Pinot Noir wine is well known to pair well with an array of foods, especially when aged in oak barrels. When aged properly in oak barrels, Pinot Noir can develop unique smoky, toasty, vanilla or even chocolate characteristics from its time spent maturing there.

Chilling this wine slightly enhances its aromas while softening tannins, and pairs well with mild, creamy cheeses such as brie, havarti or mozzarella – not forgetting an excellent choice for any charcuterie board!

Burgundy in France is widely revered as the epicenter of pinot noir production; however, this noble red can be found worldwide. Pinot Noir grapes can also be used to craft pale pink blends and sparkling wines in Champagne regions as well as other areas around the globe.

This grape is an excellent source of antioxidants, such as resveratrol, which has been shown to have numerous health benefits for heart health. Furthermore, its high concentrations of Vitamin C (which may help prevent blood clots) and B vitamins such as folac acid and niacin can further bolster cardiovascular wellbeing.

Pinot Gris

Pinot Gris (pee-no gree) is an aromatic white wine variety known for producing crisp, refreshing wines that offer distinct hints of fruity notes, citrus notes and flowers reminiscent of tree fruit or flowers.
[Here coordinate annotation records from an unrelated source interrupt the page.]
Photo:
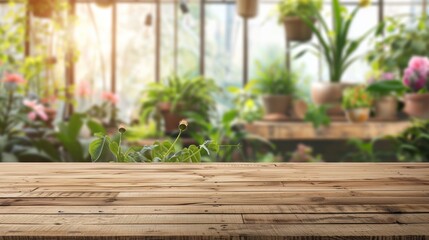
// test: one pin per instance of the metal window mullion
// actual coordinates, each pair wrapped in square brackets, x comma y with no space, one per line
[113,53]
[158,42]
[202,36]
[245,51]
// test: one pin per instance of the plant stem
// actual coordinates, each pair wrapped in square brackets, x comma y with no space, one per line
[172,145]
[8,108]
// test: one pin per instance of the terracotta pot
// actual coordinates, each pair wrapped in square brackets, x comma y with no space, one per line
[52,114]
[358,115]
[171,119]
[417,105]
[329,94]
[247,8]
[276,104]
[386,108]
[299,109]
[297,29]
[42,8]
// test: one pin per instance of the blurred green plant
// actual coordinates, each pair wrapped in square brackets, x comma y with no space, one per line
[292,8]
[335,45]
[386,88]
[397,41]
[304,153]
[246,103]
[158,152]
[356,97]
[412,144]
[317,116]
[365,151]
[183,93]
[274,79]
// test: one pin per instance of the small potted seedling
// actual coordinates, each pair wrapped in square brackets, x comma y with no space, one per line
[357,104]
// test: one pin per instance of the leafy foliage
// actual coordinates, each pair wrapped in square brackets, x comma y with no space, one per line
[274,79]
[356,97]
[246,103]
[386,88]
[336,46]
[183,93]
[412,144]
[289,8]
[317,115]
[398,41]
[158,152]
[365,151]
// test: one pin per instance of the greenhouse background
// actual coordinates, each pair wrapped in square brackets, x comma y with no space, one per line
[93,53]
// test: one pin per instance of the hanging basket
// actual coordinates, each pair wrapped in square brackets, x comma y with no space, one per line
[42,8]
[247,8]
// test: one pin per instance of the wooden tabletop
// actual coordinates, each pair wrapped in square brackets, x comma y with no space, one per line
[214,201]
[336,131]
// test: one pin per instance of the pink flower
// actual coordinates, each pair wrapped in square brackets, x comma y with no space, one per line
[13,78]
[84,89]
[419,63]
[110,97]
[417,74]
[37,110]
[387,76]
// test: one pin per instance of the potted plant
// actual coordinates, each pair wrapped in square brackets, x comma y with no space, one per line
[247,8]
[416,78]
[385,90]
[337,49]
[357,104]
[177,95]
[290,12]
[397,41]
[277,86]
[44,8]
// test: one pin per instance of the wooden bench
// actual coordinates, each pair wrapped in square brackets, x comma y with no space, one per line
[214,201]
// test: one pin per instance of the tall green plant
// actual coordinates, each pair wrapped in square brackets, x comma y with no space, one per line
[336,47]
[274,79]
[183,93]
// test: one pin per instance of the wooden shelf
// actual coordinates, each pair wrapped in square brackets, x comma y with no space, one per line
[337,130]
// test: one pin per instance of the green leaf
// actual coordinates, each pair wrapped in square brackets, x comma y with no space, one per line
[95,127]
[97,147]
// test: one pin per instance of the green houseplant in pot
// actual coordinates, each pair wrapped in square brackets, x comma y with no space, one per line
[337,49]
[385,90]
[276,85]
[357,104]
[247,8]
[397,41]
[290,12]
[177,95]
[416,78]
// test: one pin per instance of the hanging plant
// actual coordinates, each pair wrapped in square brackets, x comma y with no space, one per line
[247,8]
[42,8]
[104,3]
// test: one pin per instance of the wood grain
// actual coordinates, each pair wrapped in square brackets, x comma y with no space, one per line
[214,201]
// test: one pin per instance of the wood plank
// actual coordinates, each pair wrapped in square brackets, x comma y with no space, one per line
[106,219]
[336,218]
[216,209]
[261,230]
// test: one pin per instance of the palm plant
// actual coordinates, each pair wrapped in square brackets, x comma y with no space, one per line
[336,46]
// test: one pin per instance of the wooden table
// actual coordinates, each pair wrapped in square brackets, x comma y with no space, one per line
[214,201]
[337,131]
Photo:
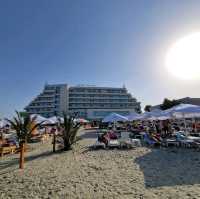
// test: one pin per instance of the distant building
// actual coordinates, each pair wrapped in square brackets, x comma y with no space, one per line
[186,100]
[89,102]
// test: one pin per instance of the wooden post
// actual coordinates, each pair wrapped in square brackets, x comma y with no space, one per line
[21,161]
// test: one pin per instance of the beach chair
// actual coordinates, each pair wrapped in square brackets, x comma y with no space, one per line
[113,143]
[148,140]
[126,141]
[98,144]
[183,140]
[172,142]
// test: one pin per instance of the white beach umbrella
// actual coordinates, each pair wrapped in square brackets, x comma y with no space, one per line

As an offspring of Pinot Noir grape, it thrives best in cool climates where its mutation allows it to produce wine that often exhibits rich, fruity aromas with notes of tree fruits, citrus or flowers reminiscent of tree fruits & flowers – pairing well with many foods especially seafood dishes!

Pinot gris wines can vary between dry and sweet varieties depending on their style and region of production. Most often made in Alsace region in France, dry Pinot Gris has flavors such as green apple, pear, citrus fruit, with occasional notes of green apple blossom and citrus aromas – sometimes producing an irresistibly refreshing fizz! In Italy however, lesser fruity wines often boast floral aromas like honeysuckle or orange blossom as well as stone fruit such as melons or mango for an equally fruitful palate experience.

Both styles of Pinot Gris boast similar grape profiles and aroma and flavor characteristics; however, their winemaking processes differ and therefore result in subtle differences between how these wines taste.

Though the Pinot Gris grape can be delicate to winter cold and susceptible to downy mildew, it makes an excellent variety for vineyards with deep limestone or volcanic soils and its resistance to Botrytis is another benefit in cooler regions.

Pinot Gris wines are extremely popular across America, Australia, New Zealand and Chile. Pinot Gris produced in these nations tends to be fruitier than its French counterpart with floral aromas and more acidity for easy pairing with light fish and seafood dishes. If aged for longer periods in oak barrels the flavor profile can even become more complex as additional nuts and spice notes emerge over time.